On 05/31/2011 06:38 AM, Jakub Jelinek wrote:
Aldy was just too excited about working on memory model I think :-)
I've been looking at this, and I propose we go this way :
http://gcc.gnu.org/wiki/Atomic/GCCMM/CodeGen
Please feel free to criticize, comment on, or ask for
clarification. I usually miss something I meant to get across.
I think the addition of new __sync_* builtins for the different models
is preferrable and would be generally more usable even for other users than
C++ atomics. On some targets any atomic insn will act as a full barrier,
while on others it could generate different insns or code sequences that
way. For OpenMP atomics having a none (in addition to full/acq/rel)
would be useful, I think #pragma omp atomic doesn't impose any ordering
on memory accesses other than the memory being atomically
read/written/changed. Haven't read the C++0x standard in detail why
it has 6 memory order modes instead of just 4, but if really 6 are needed
(even for 4 probably), having new builtins with just one constant extra
argument which says the memory ordering mode would be best.
I'm not sure if you are agreeing or not, or how much :-)

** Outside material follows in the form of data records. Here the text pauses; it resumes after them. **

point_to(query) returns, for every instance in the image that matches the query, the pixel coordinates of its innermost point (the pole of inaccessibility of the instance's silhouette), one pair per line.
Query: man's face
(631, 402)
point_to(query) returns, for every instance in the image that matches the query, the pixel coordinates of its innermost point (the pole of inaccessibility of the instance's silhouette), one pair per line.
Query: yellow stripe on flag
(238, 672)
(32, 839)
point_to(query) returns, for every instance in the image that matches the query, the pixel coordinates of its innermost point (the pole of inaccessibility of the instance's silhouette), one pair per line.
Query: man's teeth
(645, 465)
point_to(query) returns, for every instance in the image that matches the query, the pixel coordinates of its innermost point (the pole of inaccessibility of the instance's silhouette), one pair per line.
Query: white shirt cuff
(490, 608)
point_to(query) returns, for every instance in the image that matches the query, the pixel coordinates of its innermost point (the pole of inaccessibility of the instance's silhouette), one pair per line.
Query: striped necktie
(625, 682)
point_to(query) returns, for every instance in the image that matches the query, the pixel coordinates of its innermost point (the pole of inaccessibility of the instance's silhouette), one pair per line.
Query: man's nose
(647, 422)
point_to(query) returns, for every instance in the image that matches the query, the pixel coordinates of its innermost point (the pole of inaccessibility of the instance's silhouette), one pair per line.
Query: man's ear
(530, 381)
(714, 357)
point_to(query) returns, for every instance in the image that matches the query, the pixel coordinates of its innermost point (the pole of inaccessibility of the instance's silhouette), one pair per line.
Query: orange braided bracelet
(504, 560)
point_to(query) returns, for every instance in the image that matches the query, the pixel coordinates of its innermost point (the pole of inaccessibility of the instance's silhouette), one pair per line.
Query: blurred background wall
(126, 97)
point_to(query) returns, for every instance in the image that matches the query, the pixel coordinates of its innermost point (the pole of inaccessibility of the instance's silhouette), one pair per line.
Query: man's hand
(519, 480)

There is still only the basics of relaxed, consume, release/acquire, and
seq-cst. so there are 4 modes. C++ gives you two more by separating
release and acquire for loads and stores, loads using 'acquire' mode,
stores using 'release'. I guess It allows for a slightly finer control
over instructions that can be loads and/or stores. It looks like the
optimal powerpc sequence for cmpxchg is slightly more efficient when its
just an acquire or just a release rather than an acquire/release for
instance. (and all 3 sequences are slightly different)
The table is more or less complete... ie, a store cant have an
'acquire' mode... and I presume that a consumer which doesn't break
release-acquire down into component parts would use that 'release'
version of the store as 'release/acquire' mode.
I presume a single builtin with a parameter is the most efficient way to
build them, but thats just an implementation detail. Presumable you have
each builtin in the table with each of those possible modes as a valid
parameter. The one thing I would care about is i would like to see the
relaxed version be 'just an insn' rather than a builtin, if thats
possible... My understanding is that relaxed (as far as C++) has no
synchronization at all, so therefore you can treat it like a normal
operation as far as optimization. That seems the same for openMP. Its
just thats its atomic operation. So it would be preferable if we can
avoid a builtin in the optimizers for that. Thats why I left it out of
the table. If all the atomic operations are already builtins, well,
then I guess it doesn't matter :-P
It would be nice to say something like emit_atomic_fetch_add
(memory_order) and if its relaxed, emit the atomic fetch_add insn (or
builtin if thats what it is), and if its something else, emit the
appropriate builtin. That would make bits/libstdc++v2/atomic_2.h even
easier too
I think maybe we are more or less saying the same thing? :-)
Andrew